How to protect your clients
Understanding your risks is the first part of protecting your clients. Once that is complete, you'll be able to take more tangible steps forward. Here is how you can protect your clients' sensitive data:

1. Think simple
Sometimes, the best course of action is to just avoid storing private data online. If there's no actual reward to hacking into your systems, you won't be a target. Of course, this is easier said than done (you do have to store something on computers, after all), but you have options. For starters, consider keeping the bare minimum online, like contact information. The rest can be filed in an office. If you do need to have data online, consider keeping it in different servers, on different accounts or computers and in different files. 

2. Better authentication
Passwords are there for a reason. Even so, many firms have poor password protection - like "Password1234." These are easy for hackers to figure out. Instead, come up with better, multi-faceted authentication. Stronger passwords are a must, but you can add in a security question, a computer ID (you can only access the account from your computer, for example) or even biometrics, like a fingerprint or eye scan. Most importantly, don't write your passwords down on a piece of paper and tape it to your computer monitor.

3. Improved training
If you work with other financial advisors or employees in the same office, you should focus on improved training to beef up your cybersecurity. As noted previously, many breaches are the direct result of employee errors. So, train your team to have strong password protection, common sense online and an understanding of cybersecurity. 

4. Detailed policies
The next step you can take is to revamp your existing policies and procedures. How your firm responds to suspicious emails, how you manage third-party vendors and even your social media policy can all affect cybersecurity. 

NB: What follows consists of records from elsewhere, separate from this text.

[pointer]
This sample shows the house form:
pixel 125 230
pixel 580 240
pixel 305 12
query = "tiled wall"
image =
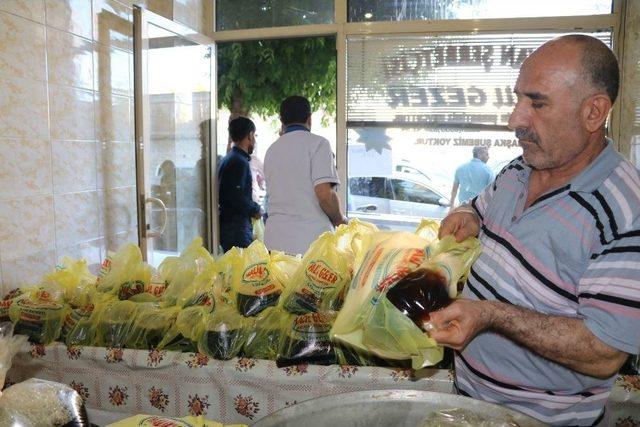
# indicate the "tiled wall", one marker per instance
pixel 630 95
pixel 67 174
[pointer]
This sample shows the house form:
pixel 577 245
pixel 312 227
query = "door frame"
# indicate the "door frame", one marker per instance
pixel 142 18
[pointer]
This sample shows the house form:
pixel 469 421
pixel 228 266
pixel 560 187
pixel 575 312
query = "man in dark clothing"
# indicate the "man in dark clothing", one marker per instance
pixel 234 187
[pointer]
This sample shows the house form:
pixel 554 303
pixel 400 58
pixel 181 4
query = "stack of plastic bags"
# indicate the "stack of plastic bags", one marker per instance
pixel 348 300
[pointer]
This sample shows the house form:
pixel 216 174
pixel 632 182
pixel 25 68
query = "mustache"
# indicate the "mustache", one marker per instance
pixel 527 135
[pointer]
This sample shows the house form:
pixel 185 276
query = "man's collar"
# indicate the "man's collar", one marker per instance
pixel 241 151
pixel 295 127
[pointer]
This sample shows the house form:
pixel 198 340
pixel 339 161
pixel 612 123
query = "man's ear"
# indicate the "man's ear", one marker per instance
pixel 595 111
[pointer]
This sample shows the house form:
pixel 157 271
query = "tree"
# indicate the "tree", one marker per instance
pixel 255 76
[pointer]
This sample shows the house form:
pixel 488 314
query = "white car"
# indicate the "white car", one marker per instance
pixel 394 202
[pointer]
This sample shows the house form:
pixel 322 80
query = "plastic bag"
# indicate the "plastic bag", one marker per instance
pixel 188 327
pixel 115 323
pixel 124 273
pixel 160 420
pixel 428 229
pixel 306 340
pixel 37 314
pixel 201 290
pixel 150 326
pixel 9 345
pixel 181 272
pixel 369 322
pixel 464 418
pixel 80 325
pixel 318 283
pixel 258 229
pixel 263 338
pixel 7 302
pixel 254 282
pixel 76 280
pixel 433 285
pixel 224 333
pixel 37 403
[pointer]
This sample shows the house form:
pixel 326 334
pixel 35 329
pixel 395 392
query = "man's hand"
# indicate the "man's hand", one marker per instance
pixel 564 340
pixel 461 223
pixel 330 203
pixel 457 324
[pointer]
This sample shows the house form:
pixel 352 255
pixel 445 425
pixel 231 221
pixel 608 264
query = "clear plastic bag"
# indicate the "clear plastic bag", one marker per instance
pixel 306 340
pixel 224 333
pixel 318 283
pixel 254 282
pixel 40 403
pixel 9 345
pixel 465 418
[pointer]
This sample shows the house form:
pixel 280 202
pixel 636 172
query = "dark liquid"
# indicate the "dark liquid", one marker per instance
pixel 419 293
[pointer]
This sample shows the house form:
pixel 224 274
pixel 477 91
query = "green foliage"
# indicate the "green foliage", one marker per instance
pixel 255 76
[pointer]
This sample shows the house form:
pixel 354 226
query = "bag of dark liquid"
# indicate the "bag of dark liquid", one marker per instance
pixel 384 314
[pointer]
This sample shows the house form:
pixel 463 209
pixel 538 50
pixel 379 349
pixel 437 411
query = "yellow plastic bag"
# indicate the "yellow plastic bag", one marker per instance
pixel 150 326
pixel 264 336
pixel 76 279
pixel 224 289
pixel 254 282
pixel 80 325
pixel 428 230
pixel 188 327
pixel 258 229
pixel 124 273
pixel 318 283
pixel 305 339
pixel 37 314
pixel 181 273
pixel 115 323
pixel 370 321
pixel 390 256
pixel 7 302
pixel 201 290
pixel 224 333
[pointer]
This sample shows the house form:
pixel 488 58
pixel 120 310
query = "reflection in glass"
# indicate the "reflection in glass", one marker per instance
pixel 243 14
pixel 179 96
pixel 406 10
pixel 416 107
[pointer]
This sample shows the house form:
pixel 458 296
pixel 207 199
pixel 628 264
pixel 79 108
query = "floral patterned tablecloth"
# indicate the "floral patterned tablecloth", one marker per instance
pixel 240 390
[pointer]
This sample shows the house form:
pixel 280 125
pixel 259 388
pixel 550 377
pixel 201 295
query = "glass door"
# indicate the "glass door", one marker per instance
pixel 174 83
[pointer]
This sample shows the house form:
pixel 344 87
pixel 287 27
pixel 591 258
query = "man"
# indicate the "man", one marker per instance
pixel 234 187
pixel 472 177
pixel 552 306
pixel 301 175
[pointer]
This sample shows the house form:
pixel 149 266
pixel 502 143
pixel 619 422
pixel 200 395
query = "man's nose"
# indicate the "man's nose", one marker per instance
pixel 519 117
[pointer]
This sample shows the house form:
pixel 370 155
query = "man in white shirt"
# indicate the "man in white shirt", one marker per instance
pixel 300 171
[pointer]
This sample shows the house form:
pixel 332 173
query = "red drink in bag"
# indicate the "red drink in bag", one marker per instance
pixel 419 293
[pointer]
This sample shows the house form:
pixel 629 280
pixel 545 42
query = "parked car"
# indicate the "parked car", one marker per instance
pixel 398 201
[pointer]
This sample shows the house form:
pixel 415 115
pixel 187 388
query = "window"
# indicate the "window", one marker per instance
pixel 417 105
pixel 402 10
pixel 413 192
pixel 244 14
pixel 370 187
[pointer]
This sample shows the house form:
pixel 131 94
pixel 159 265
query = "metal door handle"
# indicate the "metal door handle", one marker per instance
pixel 158 232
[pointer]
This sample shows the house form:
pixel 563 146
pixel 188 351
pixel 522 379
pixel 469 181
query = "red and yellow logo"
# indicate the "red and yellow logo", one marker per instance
pixel 320 273
pixel 256 273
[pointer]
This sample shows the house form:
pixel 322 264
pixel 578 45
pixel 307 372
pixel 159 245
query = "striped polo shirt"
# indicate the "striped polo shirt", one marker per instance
pixel 575 252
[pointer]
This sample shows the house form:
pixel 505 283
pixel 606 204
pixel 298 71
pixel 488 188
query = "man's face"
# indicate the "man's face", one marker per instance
pixel 484 155
pixel 252 143
pixel 547 118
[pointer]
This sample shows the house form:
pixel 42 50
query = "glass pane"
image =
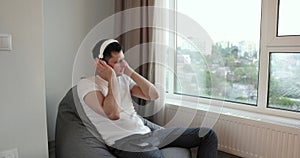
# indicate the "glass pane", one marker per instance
pixel 225 64
pixel 284 87
pixel 288 20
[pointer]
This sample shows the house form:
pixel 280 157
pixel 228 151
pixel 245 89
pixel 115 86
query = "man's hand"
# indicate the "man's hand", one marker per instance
pixel 104 70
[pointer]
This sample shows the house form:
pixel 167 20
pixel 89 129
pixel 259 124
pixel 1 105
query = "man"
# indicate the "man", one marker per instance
pixel 106 100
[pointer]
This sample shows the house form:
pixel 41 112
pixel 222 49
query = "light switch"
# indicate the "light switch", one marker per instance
pixel 5 42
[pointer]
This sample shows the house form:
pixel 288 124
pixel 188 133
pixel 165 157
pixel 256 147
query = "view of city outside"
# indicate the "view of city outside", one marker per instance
pixel 284 86
pixel 225 65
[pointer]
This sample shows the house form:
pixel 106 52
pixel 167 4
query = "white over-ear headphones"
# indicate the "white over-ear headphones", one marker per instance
pixel 104 45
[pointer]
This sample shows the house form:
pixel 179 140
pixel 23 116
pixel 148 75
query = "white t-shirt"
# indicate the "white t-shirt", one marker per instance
pixel 112 130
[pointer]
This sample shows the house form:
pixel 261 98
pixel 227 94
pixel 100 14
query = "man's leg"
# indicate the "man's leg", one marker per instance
pixel 204 138
pixel 128 154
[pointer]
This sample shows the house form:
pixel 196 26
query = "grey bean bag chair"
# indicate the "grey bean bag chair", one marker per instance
pixel 76 137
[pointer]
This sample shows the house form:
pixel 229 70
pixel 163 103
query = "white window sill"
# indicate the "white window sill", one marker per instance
pixel 278 120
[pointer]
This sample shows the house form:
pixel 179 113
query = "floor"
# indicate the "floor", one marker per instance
pixel 220 155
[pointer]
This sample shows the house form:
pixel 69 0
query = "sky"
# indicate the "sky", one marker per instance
pixel 237 20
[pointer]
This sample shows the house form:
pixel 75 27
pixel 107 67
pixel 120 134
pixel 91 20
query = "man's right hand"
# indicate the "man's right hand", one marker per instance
pixel 104 70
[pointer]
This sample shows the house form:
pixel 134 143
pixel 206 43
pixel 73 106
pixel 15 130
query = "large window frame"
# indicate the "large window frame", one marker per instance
pixel 269 42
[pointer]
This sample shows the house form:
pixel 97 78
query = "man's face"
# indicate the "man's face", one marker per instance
pixel 117 62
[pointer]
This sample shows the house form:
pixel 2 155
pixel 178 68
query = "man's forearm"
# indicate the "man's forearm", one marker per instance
pixel 147 87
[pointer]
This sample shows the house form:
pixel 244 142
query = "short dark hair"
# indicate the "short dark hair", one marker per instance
pixel 112 47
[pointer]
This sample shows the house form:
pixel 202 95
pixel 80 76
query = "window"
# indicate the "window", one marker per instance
pixel 243 57
pixel 284 86
pixel 287 19
pixel 224 64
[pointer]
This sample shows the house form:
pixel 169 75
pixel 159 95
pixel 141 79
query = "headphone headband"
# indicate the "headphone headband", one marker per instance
pixel 104 45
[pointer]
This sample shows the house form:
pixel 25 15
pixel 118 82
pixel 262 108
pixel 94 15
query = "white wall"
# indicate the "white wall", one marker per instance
pixel 22 81
pixel 66 24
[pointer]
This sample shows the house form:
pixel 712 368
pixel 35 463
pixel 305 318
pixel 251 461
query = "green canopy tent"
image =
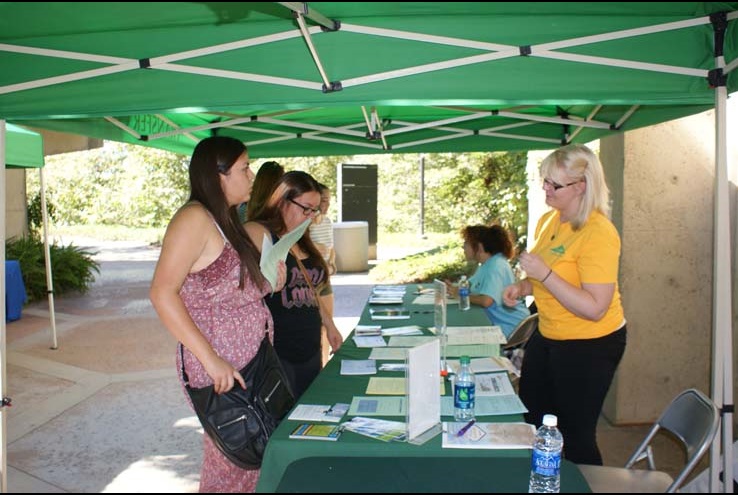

One great example came from financial planner Stacy Francis. Francis explained to CNBC how her firm's policy protected one client from identity theft. Francis received an email supposedly from the client asking for a wire transfer.

"It said she was jumping on a plane now and that she needed the money wired to a specific bank, with a routing number, for when she landed," she told the media outlet. "After we didn't respond to the first email, the second one immediately after said, 'Are you not in the office?' - which is every advisor's fear, that their client thinks they're out on the golf course."

Thankfully, Francis' policy - that requires a notarized letter and a personal phone call before transferring money to a third party - ensured that this email went ignored. 

Emphasize security, build trust
These four tips will help you improve cybersecurity, but the process doesn't end there. You will always have to focus on security, especially over time. Constantly review your polices and procedures and ensure the best technology is in place to protect clients.

Best of all, a more secure firm will breed client trust, which is exactly what is needed in this industry.